Thursday 29 May 2008

When delay in lodging appeal was inexcusable

North Kisii Central Farmers Co. Ltd-v-Attorney General (Civil Application No. NAI. 186 of 1993 (unreported)

 

Court of Appeal: Tunoi, J,A (in Chambers); 30th September, 1993

Advocate for Applicant: Mr. Oira

Advocate for the Respondent: Not disclosed

 

Authorities Cited

  1. The public Trustee of Kenya-v-Francis Muchina Kamau (Civil Application No. Nai. 26 of 1985 (unreported)-Distinguished
  2. John Kuria-v-Kalen Wahito (Civil Application no. Nai. 19 of 1983 (unreported)-Distinguished

 

Issue: Whether inordinate delay in lodging appeal could be excused on the ground that it was allegedly caused by negligence of an advocate?

 

The application was for leave to lodge notice and records of appeal out of time under rules 4, 9, 42 and 76 of the Court of Appeal Rules.

 

The judgment appealed against had been delivered two years before. It was argued in support of the application that the delay in instituting the appeal was attributable to the advocate previously acting for the applicant.
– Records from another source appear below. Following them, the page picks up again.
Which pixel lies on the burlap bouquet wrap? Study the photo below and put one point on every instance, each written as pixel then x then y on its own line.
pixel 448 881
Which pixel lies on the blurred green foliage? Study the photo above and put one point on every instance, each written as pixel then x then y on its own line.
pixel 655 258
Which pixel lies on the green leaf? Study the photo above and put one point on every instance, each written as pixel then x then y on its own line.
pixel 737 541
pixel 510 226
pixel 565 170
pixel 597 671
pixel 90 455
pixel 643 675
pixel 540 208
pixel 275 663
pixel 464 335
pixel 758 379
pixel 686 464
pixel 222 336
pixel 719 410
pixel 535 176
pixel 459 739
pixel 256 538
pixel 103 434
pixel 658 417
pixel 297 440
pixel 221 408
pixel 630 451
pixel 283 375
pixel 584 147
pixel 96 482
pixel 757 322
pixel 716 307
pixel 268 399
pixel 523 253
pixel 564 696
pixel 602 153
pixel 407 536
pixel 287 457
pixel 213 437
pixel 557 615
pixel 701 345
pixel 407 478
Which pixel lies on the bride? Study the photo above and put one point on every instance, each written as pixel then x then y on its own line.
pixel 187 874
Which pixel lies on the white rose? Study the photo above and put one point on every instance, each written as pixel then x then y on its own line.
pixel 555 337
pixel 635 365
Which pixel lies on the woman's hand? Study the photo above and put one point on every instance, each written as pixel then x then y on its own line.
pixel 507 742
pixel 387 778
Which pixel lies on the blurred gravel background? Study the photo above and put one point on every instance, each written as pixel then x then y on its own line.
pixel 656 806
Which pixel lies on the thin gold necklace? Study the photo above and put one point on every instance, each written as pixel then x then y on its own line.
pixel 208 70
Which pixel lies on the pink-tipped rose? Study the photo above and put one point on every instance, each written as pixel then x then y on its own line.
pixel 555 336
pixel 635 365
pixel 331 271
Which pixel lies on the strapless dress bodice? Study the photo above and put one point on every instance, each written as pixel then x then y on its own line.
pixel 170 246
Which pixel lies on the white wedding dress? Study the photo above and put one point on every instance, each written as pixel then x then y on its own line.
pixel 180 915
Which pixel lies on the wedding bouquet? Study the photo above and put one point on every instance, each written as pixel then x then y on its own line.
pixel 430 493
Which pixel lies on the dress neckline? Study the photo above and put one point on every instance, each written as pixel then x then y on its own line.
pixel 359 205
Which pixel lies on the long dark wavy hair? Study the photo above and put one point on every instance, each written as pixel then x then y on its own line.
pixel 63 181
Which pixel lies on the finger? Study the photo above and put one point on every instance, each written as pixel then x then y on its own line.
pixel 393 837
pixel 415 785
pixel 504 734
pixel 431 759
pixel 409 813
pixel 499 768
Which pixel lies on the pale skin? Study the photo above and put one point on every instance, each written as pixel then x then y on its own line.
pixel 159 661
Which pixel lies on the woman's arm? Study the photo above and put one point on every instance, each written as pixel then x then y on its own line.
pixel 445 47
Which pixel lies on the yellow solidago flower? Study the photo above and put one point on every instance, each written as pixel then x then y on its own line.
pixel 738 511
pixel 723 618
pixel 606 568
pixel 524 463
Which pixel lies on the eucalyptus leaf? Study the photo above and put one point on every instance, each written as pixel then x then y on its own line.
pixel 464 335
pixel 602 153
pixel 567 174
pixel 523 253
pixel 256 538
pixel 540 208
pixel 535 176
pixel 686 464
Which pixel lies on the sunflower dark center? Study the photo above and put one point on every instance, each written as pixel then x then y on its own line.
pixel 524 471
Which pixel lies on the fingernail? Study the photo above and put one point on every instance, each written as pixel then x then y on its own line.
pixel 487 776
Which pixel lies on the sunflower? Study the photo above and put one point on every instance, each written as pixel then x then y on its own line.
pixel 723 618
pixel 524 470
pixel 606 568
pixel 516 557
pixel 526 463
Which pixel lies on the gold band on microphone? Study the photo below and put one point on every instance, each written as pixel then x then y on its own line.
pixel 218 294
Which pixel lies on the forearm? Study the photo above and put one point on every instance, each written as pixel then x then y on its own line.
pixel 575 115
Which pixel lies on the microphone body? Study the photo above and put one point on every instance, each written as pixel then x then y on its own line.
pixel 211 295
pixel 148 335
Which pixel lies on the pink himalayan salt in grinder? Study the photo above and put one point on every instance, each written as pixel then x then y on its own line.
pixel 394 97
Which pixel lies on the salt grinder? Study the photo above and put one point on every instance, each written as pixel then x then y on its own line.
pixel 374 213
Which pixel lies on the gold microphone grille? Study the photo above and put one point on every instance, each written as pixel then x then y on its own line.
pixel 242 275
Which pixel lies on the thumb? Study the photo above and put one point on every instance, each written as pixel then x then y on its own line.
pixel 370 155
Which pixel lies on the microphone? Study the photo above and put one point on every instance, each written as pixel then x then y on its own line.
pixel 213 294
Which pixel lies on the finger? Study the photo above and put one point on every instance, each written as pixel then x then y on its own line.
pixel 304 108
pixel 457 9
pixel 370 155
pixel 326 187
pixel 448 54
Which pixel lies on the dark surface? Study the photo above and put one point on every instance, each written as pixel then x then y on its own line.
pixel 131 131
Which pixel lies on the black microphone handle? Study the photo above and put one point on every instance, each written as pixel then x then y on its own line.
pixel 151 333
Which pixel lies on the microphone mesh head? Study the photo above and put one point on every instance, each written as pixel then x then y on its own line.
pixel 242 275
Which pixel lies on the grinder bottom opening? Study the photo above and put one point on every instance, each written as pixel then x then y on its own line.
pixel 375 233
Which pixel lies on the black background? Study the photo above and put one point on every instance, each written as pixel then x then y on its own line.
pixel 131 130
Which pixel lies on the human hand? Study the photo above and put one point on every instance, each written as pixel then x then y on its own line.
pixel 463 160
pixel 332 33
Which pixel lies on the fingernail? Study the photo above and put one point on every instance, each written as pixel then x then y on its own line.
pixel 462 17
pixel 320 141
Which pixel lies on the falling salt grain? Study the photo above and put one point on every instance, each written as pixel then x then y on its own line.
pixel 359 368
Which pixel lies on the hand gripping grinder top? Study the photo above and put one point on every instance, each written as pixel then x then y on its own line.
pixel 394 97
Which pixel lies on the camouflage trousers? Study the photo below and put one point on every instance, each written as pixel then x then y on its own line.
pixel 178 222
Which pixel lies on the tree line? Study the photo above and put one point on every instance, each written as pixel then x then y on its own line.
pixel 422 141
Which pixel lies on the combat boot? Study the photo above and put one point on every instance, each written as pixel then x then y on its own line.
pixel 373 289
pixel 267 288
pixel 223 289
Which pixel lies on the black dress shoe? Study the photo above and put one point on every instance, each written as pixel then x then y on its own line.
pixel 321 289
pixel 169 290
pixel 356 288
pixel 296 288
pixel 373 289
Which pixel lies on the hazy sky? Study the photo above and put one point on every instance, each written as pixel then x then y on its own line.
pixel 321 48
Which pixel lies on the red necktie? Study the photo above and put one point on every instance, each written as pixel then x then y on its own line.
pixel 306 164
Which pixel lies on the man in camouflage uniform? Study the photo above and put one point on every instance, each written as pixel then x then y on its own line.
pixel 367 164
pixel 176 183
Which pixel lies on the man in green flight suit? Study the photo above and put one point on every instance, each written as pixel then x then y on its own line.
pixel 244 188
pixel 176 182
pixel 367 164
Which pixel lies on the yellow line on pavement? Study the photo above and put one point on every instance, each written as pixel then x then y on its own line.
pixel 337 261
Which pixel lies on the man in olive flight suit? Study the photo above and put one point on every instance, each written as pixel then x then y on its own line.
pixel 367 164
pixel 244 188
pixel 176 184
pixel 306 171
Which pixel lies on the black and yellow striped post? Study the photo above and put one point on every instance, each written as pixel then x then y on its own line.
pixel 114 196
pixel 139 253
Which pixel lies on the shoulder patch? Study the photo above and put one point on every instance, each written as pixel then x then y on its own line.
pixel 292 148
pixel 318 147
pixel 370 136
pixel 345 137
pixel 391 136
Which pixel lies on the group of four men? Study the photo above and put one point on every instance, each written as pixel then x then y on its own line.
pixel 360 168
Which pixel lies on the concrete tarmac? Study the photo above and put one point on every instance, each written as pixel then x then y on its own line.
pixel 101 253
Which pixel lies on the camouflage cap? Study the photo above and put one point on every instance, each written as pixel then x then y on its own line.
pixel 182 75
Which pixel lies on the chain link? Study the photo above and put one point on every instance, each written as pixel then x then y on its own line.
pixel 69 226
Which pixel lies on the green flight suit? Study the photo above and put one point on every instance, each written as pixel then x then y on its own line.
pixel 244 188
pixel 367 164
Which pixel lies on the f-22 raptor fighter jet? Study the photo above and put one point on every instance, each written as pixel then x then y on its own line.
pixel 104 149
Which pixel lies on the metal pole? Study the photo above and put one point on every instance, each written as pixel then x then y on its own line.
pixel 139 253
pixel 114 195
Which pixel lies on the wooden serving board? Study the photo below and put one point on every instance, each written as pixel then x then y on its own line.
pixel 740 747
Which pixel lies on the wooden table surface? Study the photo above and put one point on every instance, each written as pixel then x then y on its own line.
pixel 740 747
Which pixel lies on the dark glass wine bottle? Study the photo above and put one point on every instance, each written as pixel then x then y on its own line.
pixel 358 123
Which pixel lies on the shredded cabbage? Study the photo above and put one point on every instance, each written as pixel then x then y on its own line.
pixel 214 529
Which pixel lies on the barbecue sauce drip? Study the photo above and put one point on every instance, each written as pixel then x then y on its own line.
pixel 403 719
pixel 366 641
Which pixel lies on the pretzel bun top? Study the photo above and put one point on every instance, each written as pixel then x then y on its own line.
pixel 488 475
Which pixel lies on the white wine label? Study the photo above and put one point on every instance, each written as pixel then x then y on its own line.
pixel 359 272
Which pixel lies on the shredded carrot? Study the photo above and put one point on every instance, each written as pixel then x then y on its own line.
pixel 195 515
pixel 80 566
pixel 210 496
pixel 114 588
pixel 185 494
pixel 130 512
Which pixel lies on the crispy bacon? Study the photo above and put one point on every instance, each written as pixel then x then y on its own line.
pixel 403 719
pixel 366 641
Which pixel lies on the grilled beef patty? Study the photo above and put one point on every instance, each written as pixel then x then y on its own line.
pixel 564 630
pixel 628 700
The contention was that even though the judgment was passed in 19th November, 1991, the advocate did not inform the applicant about it until March 1993.

 

Delay mistake of the applicant's advocate

It was submitted for the applicant that to deny the leave would be to visit the mistake of the advocate upon the litigant. The court was reminded in support of the holding in The public Trustee of Kenya-v-Francis Muchina Kamau (Civil Application No. Nai. 26 of 1985 (unreported). The Court of Appeal in that case held in that case that mistakes by advocates should not prejudice litigants in any litigation and should be excused.

 

The applicant also expressed the view that in land matters, parties should not be obstructed in having their disputes finally determined by the court. In support, the decision of the court of Appeal in John Kuria-v-Kalen Wahito (Civil Application no. Nai. 19 of 1983 (unreported) was cited.

 

Opposition on ground that delay inordinate

The application was opposed on the ground that there had been excessive, flagrant and inordinate delay on the part of the applicant.

 

The court agreed with Respondent and held that the delay was excessive, flagrant and inordinate. The learned judge was convinced that the delay was occasioned by the fact that the applicant did not bother whichever way the judgment went.

 

Court's reasons for agreeing delay inordinate

In coming to this conclusion, the court considered that the applicant evidently knew when the trial came to an end and also the date fixed for the delivery of judgment. Further, it reasoned that obviously the applicant was anxious to know the conclusion and the decision and therefore was incumbent upon it as a prudent litigant to be in constant touch with its advocate. In the circumstances, the court thought it unthinkable that the applicant would agree to be in the dark for about two years.

 

The authorities distinguished

The fact that the applicant did not file the application until after two months after the advocate informed him of the judgment was also considered. The court concluded that even if it was to be assumed that the former advocate was guilty of negligence, such delay by the applicant of being informed of the judgment was culpable.

 

On the fact that land issue was involved, the court considered that an innocent third party purchaser of the land not party to the subject suit was involved. It concluded that that explained why the applicant had been compensated for by damages.

 

Conclusion

In conclusion, the court found that the applicant had not given a reasonable explanation for the inordinate delay that had occurred and that the same had not been explained to the court's satisfaction. The court therefore declined to exercise its discretion in favour of the applicant and therefore dismissed the application with costs.